Write these numbers down and the reason for them.

Now, if you’re in a trade and faced with a situation where you are frozen and struggling to decide whether to hold or fold, here’s what you do. Sell a small portion of your position to help free up your mind. That one tiny sell, planned as a safeguard, can unlock indecision and get you back on track.

But in the meantime, you can also refer to the plan you wrote out in advance. Read it and execute in a cold, rational way.

What if your trade is a winner

Next, what are you going to do as your trading plan unfolds as expected?

Let’s say you buy 1 BTC/CAD at $15,000. Maybe you think it’s going to $22,000 CDN based on your analysis.

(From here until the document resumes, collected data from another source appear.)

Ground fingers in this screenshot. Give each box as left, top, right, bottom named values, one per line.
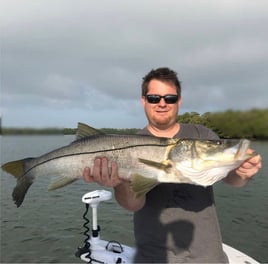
left=110, top=161, right=119, bottom=181
left=97, top=157, right=109, bottom=182
left=83, top=167, right=92, bottom=182
left=243, top=154, right=262, bottom=171
left=92, top=157, right=103, bottom=182
left=236, top=153, right=262, bottom=180
left=248, top=154, right=262, bottom=167
left=246, top=149, right=262, bottom=165
left=83, top=157, right=122, bottom=187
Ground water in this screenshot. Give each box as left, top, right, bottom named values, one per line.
left=0, top=136, right=267, bottom=263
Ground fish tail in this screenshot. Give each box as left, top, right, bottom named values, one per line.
left=2, top=158, right=34, bottom=207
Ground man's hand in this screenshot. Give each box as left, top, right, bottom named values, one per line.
left=235, top=150, right=262, bottom=180
left=83, top=157, right=145, bottom=211
left=224, top=149, right=262, bottom=186
left=83, top=157, right=123, bottom=187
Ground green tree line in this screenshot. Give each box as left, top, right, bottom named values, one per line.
left=177, top=108, right=268, bottom=139
left=1, top=108, right=268, bottom=139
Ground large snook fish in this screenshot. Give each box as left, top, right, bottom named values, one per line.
left=2, top=123, right=256, bottom=207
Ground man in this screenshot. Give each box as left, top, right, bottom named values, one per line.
left=83, top=67, right=262, bottom=263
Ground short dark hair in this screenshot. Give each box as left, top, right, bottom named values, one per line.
left=141, top=67, right=181, bottom=97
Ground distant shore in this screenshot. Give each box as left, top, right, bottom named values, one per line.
left=0, top=127, right=140, bottom=136
left=0, top=127, right=75, bottom=135
left=1, top=109, right=268, bottom=139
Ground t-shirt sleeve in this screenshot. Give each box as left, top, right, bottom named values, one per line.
left=180, top=123, right=220, bottom=140
left=197, top=125, right=219, bottom=140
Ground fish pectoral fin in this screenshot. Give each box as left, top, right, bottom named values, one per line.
left=138, top=158, right=173, bottom=172
left=76, top=122, right=105, bottom=139
left=48, top=176, right=78, bottom=191
left=130, top=174, right=158, bottom=198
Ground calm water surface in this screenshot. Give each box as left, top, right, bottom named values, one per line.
left=1, top=136, right=267, bottom=263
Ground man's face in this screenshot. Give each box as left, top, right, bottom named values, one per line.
left=141, top=79, right=181, bottom=129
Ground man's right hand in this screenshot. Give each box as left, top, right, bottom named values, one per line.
left=83, top=156, right=146, bottom=211
left=83, top=157, right=123, bottom=188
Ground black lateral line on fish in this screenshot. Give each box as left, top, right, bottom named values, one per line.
left=20, top=142, right=173, bottom=177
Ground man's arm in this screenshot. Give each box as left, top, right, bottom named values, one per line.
left=223, top=150, right=262, bottom=187
left=83, top=157, right=145, bottom=211
left=114, top=181, right=145, bottom=211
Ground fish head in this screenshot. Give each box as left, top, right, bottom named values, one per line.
left=195, top=139, right=255, bottom=167
left=171, top=138, right=257, bottom=173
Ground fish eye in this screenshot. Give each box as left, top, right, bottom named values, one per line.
left=216, top=140, right=222, bottom=145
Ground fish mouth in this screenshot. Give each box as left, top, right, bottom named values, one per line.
left=233, top=139, right=250, bottom=159
left=222, top=139, right=250, bottom=160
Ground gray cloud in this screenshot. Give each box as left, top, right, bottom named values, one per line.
left=1, top=0, right=267, bottom=128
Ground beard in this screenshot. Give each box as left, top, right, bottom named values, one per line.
left=148, top=112, right=176, bottom=129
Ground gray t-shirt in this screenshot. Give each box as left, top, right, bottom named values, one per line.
left=134, top=123, right=228, bottom=263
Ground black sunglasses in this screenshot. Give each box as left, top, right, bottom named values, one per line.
left=145, top=94, right=179, bottom=104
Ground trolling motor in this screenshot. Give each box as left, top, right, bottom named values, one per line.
left=74, top=190, right=260, bottom=264
left=75, top=190, right=136, bottom=263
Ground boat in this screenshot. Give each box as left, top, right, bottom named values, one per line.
left=75, top=190, right=259, bottom=264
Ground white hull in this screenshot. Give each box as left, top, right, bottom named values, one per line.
left=79, top=237, right=259, bottom=264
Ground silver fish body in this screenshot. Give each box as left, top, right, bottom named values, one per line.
left=1, top=123, right=256, bottom=207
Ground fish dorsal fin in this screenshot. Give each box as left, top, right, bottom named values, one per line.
left=138, top=158, right=173, bottom=173
left=76, top=122, right=105, bottom=139
left=130, top=174, right=158, bottom=198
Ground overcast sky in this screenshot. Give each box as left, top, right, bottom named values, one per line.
left=1, top=0, right=267, bottom=129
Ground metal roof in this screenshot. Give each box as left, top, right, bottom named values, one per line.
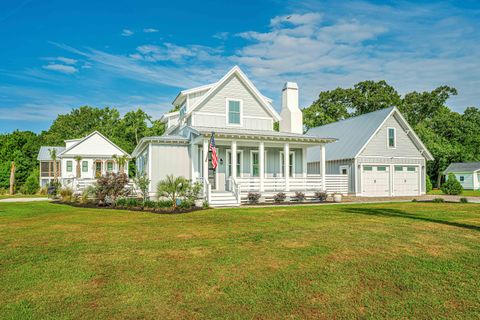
left=37, top=146, right=65, bottom=161
left=307, top=107, right=395, bottom=161
left=188, top=126, right=336, bottom=143
left=444, top=162, right=480, bottom=173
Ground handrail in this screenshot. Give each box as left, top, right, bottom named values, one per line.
left=230, top=177, right=241, bottom=204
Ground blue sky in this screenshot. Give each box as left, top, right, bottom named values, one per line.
left=1, top=0, right=479, bottom=133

Why this price target? Is there a resistance point on the chart? Heard a rumour? Maybe you are making a guess. Whatever this number is, and whatever the reason, write it down.

Next, if your Bitcoin trade unfolds as expected, how will you exit your trade, or will you?

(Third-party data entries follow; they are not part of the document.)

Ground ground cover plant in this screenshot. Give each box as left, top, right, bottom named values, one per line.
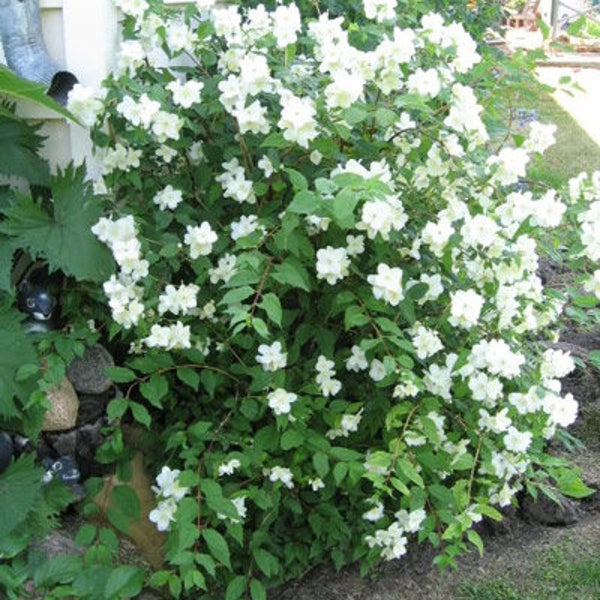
left=1, top=0, right=600, bottom=598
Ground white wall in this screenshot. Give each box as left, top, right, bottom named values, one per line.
left=0, top=0, right=119, bottom=171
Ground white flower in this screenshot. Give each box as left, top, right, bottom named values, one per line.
left=231, top=214, right=260, bottom=240
left=278, top=91, right=318, bottom=148
left=256, top=341, right=287, bottom=372
left=412, top=325, right=443, bottom=360
left=209, top=254, right=237, bottom=284
left=117, top=93, right=160, bottom=128
left=218, top=458, right=241, bottom=477
left=524, top=121, right=557, bottom=154
left=267, top=388, right=298, bottom=416
left=407, top=68, right=441, bottom=98
left=503, top=426, right=532, bottom=453
left=155, top=466, right=189, bottom=501
left=234, top=100, right=271, bottom=135
left=258, top=155, right=275, bottom=177
left=153, top=185, right=183, bottom=211
left=117, top=39, right=145, bottom=76
left=166, top=22, right=196, bottom=53
left=357, top=197, right=408, bottom=240
left=269, top=466, right=294, bottom=489
left=272, top=4, right=302, bottom=48
left=184, top=222, right=218, bottom=258
left=308, top=477, right=325, bottom=491
left=316, top=246, right=350, bottom=285
left=158, top=283, right=199, bottom=316
left=362, top=501, right=384, bottom=522
left=115, top=0, right=148, bottom=18
left=367, top=263, right=404, bottom=306
left=363, top=0, right=397, bottom=22
left=395, top=508, right=426, bottom=533
left=346, top=345, right=368, bottom=372
left=144, top=322, right=191, bottom=350
left=346, top=234, right=365, bottom=256
left=544, top=392, right=578, bottom=427
left=149, top=497, right=178, bottom=532
left=449, top=289, right=484, bottom=329
left=151, top=111, right=183, bottom=143
left=540, top=349, right=575, bottom=381
left=67, top=84, right=105, bottom=128
left=167, top=79, right=204, bottom=108
left=369, top=359, right=387, bottom=382
left=460, top=214, right=499, bottom=248
left=325, top=70, right=365, bottom=109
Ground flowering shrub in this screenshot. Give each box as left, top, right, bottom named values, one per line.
left=67, top=0, right=592, bottom=596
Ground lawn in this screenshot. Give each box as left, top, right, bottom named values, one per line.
left=525, top=81, right=600, bottom=189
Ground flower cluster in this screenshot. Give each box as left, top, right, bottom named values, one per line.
left=82, top=0, right=588, bottom=587
left=148, top=466, right=190, bottom=532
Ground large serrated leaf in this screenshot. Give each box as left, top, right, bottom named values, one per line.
left=0, top=309, right=38, bottom=418
left=0, top=116, right=50, bottom=185
left=0, top=166, right=114, bottom=281
left=0, top=454, right=44, bottom=537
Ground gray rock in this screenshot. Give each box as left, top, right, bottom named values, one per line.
left=76, top=391, right=110, bottom=426
left=521, top=491, right=580, bottom=526
left=66, top=344, right=114, bottom=395
left=44, top=429, right=78, bottom=456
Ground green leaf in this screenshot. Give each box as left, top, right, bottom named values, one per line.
left=106, top=507, right=131, bottom=535
left=285, top=168, right=308, bottom=191
left=74, top=524, right=97, bottom=547
left=0, top=310, right=38, bottom=418
left=200, top=479, right=239, bottom=520
left=287, top=190, right=324, bottom=215
left=0, top=166, right=114, bottom=281
left=260, top=132, right=290, bottom=148
left=333, top=462, right=348, bottom=485
left=0, top=116, right=49, bottom=185
left=280, top=429, right=305, bottom=450
left=466, top=529, right=484, bottom=557
left=344, top=305, right=370, bottom=330
left=250, top=578, right=267, bottom=600
left=111, top=485, right=141, bottom=520
left=312, top=452, right=330, bottom=478
left=225, top=575, right=246, bottom=600
left=104, top=366, right=137, bottom=383
left=140, top=373, right=169, bottom=408
left=107, top=397, right=128, bottom=421
left=572, top=294, right=598, bottom=308
left=258, top=293, right=282, bottom=327
left=0, top=66, right=74, bottom=120
left=253, top=548, right=280, bottom=577
left=202, top=528, right=231, bottom=569
left=220, top=286, right=255, bottom=306
left=130, top=401, right=152, bottom=428
left=104, top=565, right=145, bottom=599
left=397, top=458, right=424, bottom=488
left=177, top=367, right=200, bottom=391
left=0, top=454, right=43, bottom=538
left=33, top=554, right=82, bottom=587
left=271, top=258, right=311, bottom=292
left=331, top=188, right=360, bottom=228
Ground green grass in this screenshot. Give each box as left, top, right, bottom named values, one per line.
left=524, top=89, right=600, bottom=189
left=454, top=542, right=600, bottom=600
left=532, top=104, right=600, bottom=187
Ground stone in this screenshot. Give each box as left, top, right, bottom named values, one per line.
left=76, top=391, right=110, bottom=426
left=66, top=343, right=114, bottom=395
left=44, top=429, right=78, bottom=456
left=520, top=490, right=580, bottom=526
left=42, top=377, right=79, bottom=432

For example, at your target price, you can decide in advance to sell half of your position to lock in some gains and let the other half ride. Or you might decide to start scaling out 25% at a time at predetermined price points if it continues to progress.

Write this decision down and revisit it if your plan unfolds as anticipated.

Next, timeframe. How long do you think this will take?

The timeframe is key because if you think this will take a couple of months, then you don’t need to watch the ticker all day. If it’s happening any day, that requires different focus and attention.

Depending on your trading style, you may have different priorities. If you’re a day trader, maybe something happening in a couple of months isn’t your forte. Or if you’re a swing trader, maybe a bunch of day trades are counterproductive to your strategy.

Your crypto trading plan

After writing all of these things down, what you have in your hands is a trading plan. You have the thinking, the strategy, and the reasons behind it. This process is the foundation for your risk management, and it is also going to help you in two very significant ways.

First, you are going to accelerate your learning curve. By keeping a record of why you entered a trade, executed it, and closed it out, you will see what you are doing well and what you aren’t doing well. With each new trade, you will adapt and hone these notes, and the result will be a set of trading rules and principles of your own.

By managing your entry and exits, you will be adding discipline to your trading process, which will preserve your capital and eventually help it grow.

Now the second result of this gets back to our old so-called nemesis: emotion.

Your emotions won’t disappear because of writing down your trading plan, but what will happen is that they will have a smaller influence. When the thinking is done in advance in a low-pressure environment, your plan will be unemotional. The execution of your plan will have all the emotions present, but the plan will guide you regardless of how you “feel” while you do it.

The market is ruthless when it comes to our money emotions and deficiencies. The trading plan is designed to help you work around those.

Over time you will be able to see the emotional reaction for the information that it is.

It will move from the self-talk of:  I’m afraid, I’m excited, I feel ill – to: why do I feel this way? What is going on? What does this mean? What should I be doing based on this information?

Then you will take that information and use it to override your hard-wired emotional expression.

Risk management is the key to successful crypto trading 

All markets have risks, some more than others. Unregulated, speculative products that trade seamlessly across many regulatory, national, and legal boundaries are in a league all their own.

It is participants like you that will help with the development of cryptocurrencies through trading and exchange. As an exchange, Bitvo is designed to bridge the gap between the legacy financial system and the one of the future, helping you develop your trading acumen. But Bitvo and the cryptocurrency movement benefit only if you are successful long-term.

And that means ignoring the predictions of the anonymous soothsayers and oracles of the Internet. It means taking charge of your trading process and risk management.

The more agency you take over your trading behaviour and results, the faster you will accelerate your learning process.